I know you’ve been there. In the shower. At a friend’s house. Staring at the shampoo bottle. Wondering whether to risk it.
Because shampoo is, in fact a rather delicate affair. Use some brands, and you could end up itching and scratching your scalp until your pillow is flaked with white dandruff and your quilt looks like Alaska in December. Use other stuff, and you could end up slinking your way through work and school, imagining all the things the unwitting passerby thinks of your hair—greasy, slick, unkept. Or maybe they’ll think the sheen is gel. One can only hope.
Shampoos are sensitive materials. They are mixed and boiled in secret factories, formed from all kinds of exotic chemicals and tested on cute animals. They are scented and textured and empowered to mysteriously dissolve all the gunk in your sweaty, shaggy crop. There are a million gazillion kinds, from the most acidic, reeking liquids to the hippie, healthfood solutions, complete with Jojoba Oil.
There is, for example, baby shampoo. Unlike many other shampoos, it smells good, because babies are supposed to be sweet. (No sarcastic comments allowed here.) There is also nutrient-rich cream shampoo, the kind that restores your damaged hair.
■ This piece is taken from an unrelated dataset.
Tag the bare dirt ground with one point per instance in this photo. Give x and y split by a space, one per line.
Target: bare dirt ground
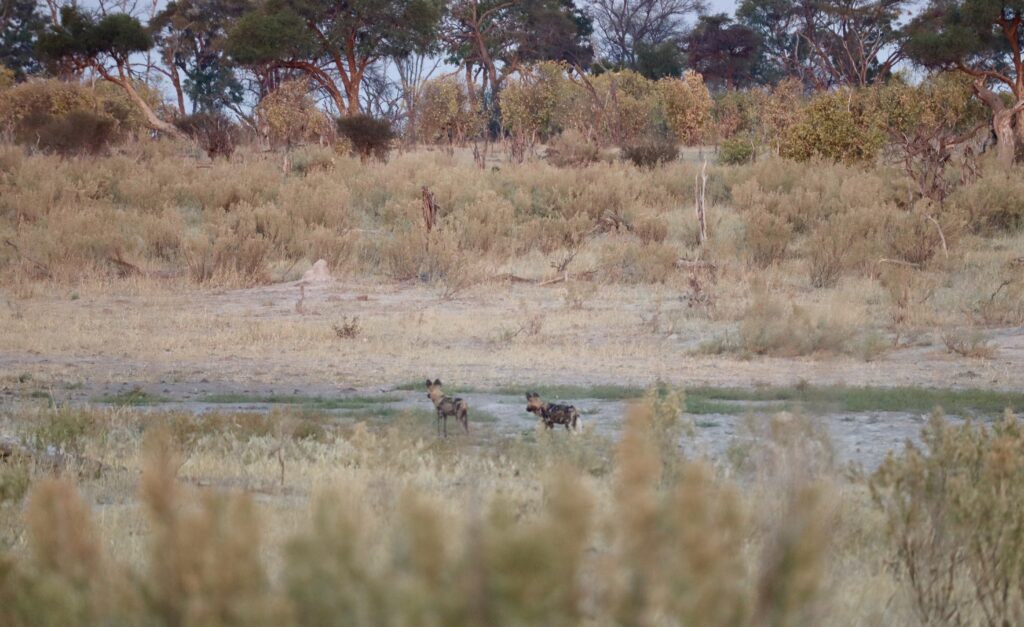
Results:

Often, its bottle features a picture of a damaged strand of hair, sort of like a fraying rope, and a healthy strand of hair that looks like a glorified shoelace. And then there are the conditioner-shampoo blends, and the dandruff-removing kind that “soothes and moistens a dry scalp,” and the special concoctions specially designed for dyed hair, bleached hair, dry hair, wet hair, and dog hair. (That last one is just an educated guess, of course. I do not pamper my dog.)
Yes, as I’ve said, you’ve been there, in the shower faced with choices beyond your ken. Or if you haven’t, I have. It’s not a rosy situation, but believe me, there are worse, especially for college derelicts. Actually, fastidiousness is not the most common reaction of a college male staring at articles of hygiene. The most common response is complete oblivion. Take, for example, this morning. There were bottles on a ledge. I grabbed one, and lathered my hair. There was a funny citrus scent, but I liked it, so I didn’t pay any attention. Then, in the nick of time, just as I was about to turn the faucet off, I glanced at the bottle. Lo and behold, it was labeled “shower gel.”
But even then, there was a bottle involved. There are also the days of a silenced alarm clock, a jump out of bed twenty minutes late, a hurried, frantic shower in which the water is either too cold or too hot and the soap bar falls so you have to grovel around on the floor after it while it flees from your fingertips, and a despairing yell as you realize that you forgot your towel in the bedroom and there’s no one to go and fetch it. Then, once you’re dressed and shaved and brushed and settling into your car with the news on the radio, you glance into the mirror and a dark wave of suspicion sneaks over you. You start the engine and speed down the road. Your watch says you’ll make it, but gathering courage, you stick your fingers in your hair. It’s true—you forgot to use shampoo (or, in worse case scenario, you forgot to rinse). Now the choice is between driving back to re-shower, and hanging around in the back of the classroom, shrinking from social contact in the halls, and eating lunch alone, mortified at your greasy locks.
Maybe they’ll think the sheen is gel. One can only hope.